A cyst is a closed sac structure that develops in the body, typically filled with a fluid, air, or semi-solid material. These sacs can form in various tissues, and when they occur near the hip joint, they often present as a noticeable lump or cause internal joint pain. Most cysts found in the hip area are benign, meaning they are non-cancerous and not immediately life-threatening. However, any new or growing lump near a joint requires a medical evaluation to determine its exact nature. A professional diagnosis is necessary to distinguish a harmless fluid collection from a potentially more serious solid mass.
Types of Benign Hip Cysts
Cysts around the hip are frequently related to the joint itself or the soft tissues surrounding it, and they are usually slow-growing. One common type is the synovial cyst, which often forms near the hip joint capsule as a result of increased fluid pressure within the joint. This increased pressure, often linked to underlying conditions like osteoarthritis or a labral tear, pushes the lubricating synovial fluid out to create a sac-like structure. Synovial cysts may enlarge and cause pain or compression on nearby nerves or vessels when they become distended.
Another category is the subchondral cyst, a fluid-filled cavity that forms within the bone just beneath the cartilage surface. These cysts are a common feature of degenerative joint disease, like osteoarthritis, where cracks in the joint cartilage allow fluid to seep into the underlying bone.
Epidermal inclusion cysts are skin-related, originating from the implantation of surface skin cells into the dermis. This type is filled with keratin and presents as a firm lump just beneath the skin, rarely causing deep hip pain unless it becomes infected. It is also common for people to mistake an inflamed bursa, a fluid-filled sac that reduces friction near a joint, for a cyst; this condition, known as bursitis, can present with similar tenderness and swelling.
Signs That Indicate a Serious Concern
While most hip cysts are harmless, certain signs should prompt immediate medical attention as they may suggest a serious underlying problem, such as an infection or a malignant tumor. A lump that exhibits rapid growth over a short period is a significant red flag, contrasting with the typically slow progression of benign cysts. Intense, unrelenting, or rapidly worsening pain that is not relieved by rest or over-the-counter medication also suggests a more aggressive process.
Changes in the skin overlying the lump, such as pronounced redness, heat, or swelling, can indicate an infection within the cyst or surrounding tissue. An infection may also be accompanied by systemic symptoms, including a fever or chills. Furthermore, any cyst or mass that causes a sudden loss of mobility or function, or is associated with new neurological symptoms like numbness, tingling, or weakness, warrants urgent evaluation. These symptoms can signal that the mass is compressing a major nerve.

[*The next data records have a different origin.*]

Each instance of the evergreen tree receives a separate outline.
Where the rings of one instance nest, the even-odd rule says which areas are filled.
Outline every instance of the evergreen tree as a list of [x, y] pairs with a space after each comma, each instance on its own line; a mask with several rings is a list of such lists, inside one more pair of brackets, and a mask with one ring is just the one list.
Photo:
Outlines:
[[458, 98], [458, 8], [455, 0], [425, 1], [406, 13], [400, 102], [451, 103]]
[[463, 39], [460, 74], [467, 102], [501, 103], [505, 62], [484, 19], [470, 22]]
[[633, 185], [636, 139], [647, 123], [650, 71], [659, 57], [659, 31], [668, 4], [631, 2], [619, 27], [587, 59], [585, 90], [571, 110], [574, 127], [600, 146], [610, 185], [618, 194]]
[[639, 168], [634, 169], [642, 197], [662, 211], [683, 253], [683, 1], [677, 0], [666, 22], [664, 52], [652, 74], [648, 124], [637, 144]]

Medical Procedures for Diagnosis
A physician will begin the diagnostic process with a thorough physical examination, assessing the size, mobility, and tenderness of the lump, and evaluating the hip’s range of motion. Following the physical exam, imaging techniques are necessary to determine the exact composition and location of the mass.
Ultrasound is often the initial imaging tool of choice because it is quick, non-invasive, and effective at confirming whether the mass is a simple, fluid-filled cyst or a solid structure. For a more detailed assessment, a Magnetic Resonance Imaging (MRI) scan is considered the standard, providing high-resolution images of soft tissues, cartilage, and bone. The MRI helps differentiate between a synovial cyst, a subchondral cyst, and other potential masses, and it can reveal associated joint damage, such as a labral tear.
Computed Tomography (CT) scans are used to provide high-resolution views of the bone structure, which is particularly helpful for evaluating cysts that have formed within the bone. If imaging suggests the mass is solid, or if there is any suspicion of a tumor, a definitive biopsy may be required, which involves taking a small tissue sample for laboratory analysis.
Treatment Options Based on Severity
The management of a hip cyst is directly determined by its diagnosis, size, and the severity of the symptoms it causes. For many benign, small, and asymptomatic cysts, the recommended approach is simply observation, often called the “wait-and-see” strategy, with periodic imaging to monitor for growth or changes. Conservative measures like rest, anti-inflammatory medications, and physical therapy are the first line of treatment for mildly symptomatic cysts, particularly those associated with underlying conditions like osteoarthritis.
If a cyst is causing significant pain or compressing a nerve, a procedure called aspiration may be performed, involving the use of a needle, guided by ultrasound or fluoroscopy, to drain the fluid and reduce the pressure. Aspiration is frequently effective for synovial or paralabral cysts, but recurrence is possible since the underlying cause may not have been addressed.
Surgical excision is typically reserved for cysts that are severely symptomatic, recur after aspiration, are very large, or are causing neurological compromise. If the mass is confirmed to be a malignant or aggressive tumor, surgical removal will be performed alongside other treatments, such as radiation or chemotherapy.